Research & Projects

In cellular biology, maintaining the delicate balance of molecular transport is vital for cellular function. For instance, lipid and protein diffusion on the cell membrane, shaping its dynamic structures crucial for cell signaling. However, molecular movement, affected by temperature fluctuations, challenges cellular homeostasis.

We hypothesize that the cell resorts to nonequilibrium (active) processes to make its functions robust to thermal shocks. A strong candidate for these active fluctuations is the interaction between membrane components and the dynamic actin cytoskeleton beneath the membrane. We investigate the transport of membrane components in the presence of dynamic actin cytoskeleton using coarse-grained molecular dynamics and the lattice model approach.

Publication: Self-diffusion is temperature independent on active membranes . 

When a system of hard particles are suspended in a colloidal solution in the presence of macromolecules (polymers), they begin to self-assemble to form a layer of monodisperse rods. On this artificial membrane, the constituent particles are subjected to thermal excitations in the transverse direction of the membrane, which can give rise to a collective mode of wave propagation across the membrane. We want to understand what will happen to the transport properties of the tracer particles lying on the membrane surface.

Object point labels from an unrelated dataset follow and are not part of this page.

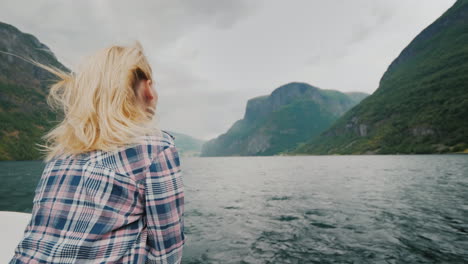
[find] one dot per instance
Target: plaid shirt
(125, 206)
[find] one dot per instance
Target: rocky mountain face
(277, 122)
(24, 114)
(421, 105)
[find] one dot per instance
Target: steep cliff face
(421, 104)
(278, 122)
(24, 114)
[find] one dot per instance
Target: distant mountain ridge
(277, 122)
(24, 114)
(187, 145)
(421, 105)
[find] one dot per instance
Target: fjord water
(310, 209)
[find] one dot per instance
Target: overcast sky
(210, 56)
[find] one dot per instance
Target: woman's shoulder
(132, 158)
(159, 139)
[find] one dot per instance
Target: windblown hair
(99, 103)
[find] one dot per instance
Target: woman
(111, 190)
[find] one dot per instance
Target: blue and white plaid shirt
(108, 207)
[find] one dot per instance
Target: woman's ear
(147, 90)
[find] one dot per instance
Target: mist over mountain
(421, 105)
(277, 122)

In our body, T-cells migrate and are known to detect antigens through their receptors (TCRs). When TCRs bind to an antigen, they establish a junction on the surface of the antigen called a synapse. T-cells try to scan the region by spreading itself over the antigenic membrane with the help of actin and myosin. Because of this membrane confinement, actin and myosin give rise to interesting emergent wave-like dynamics. We would like to theoretically investigate the phenomena using the field theory approach and hydrodynamics.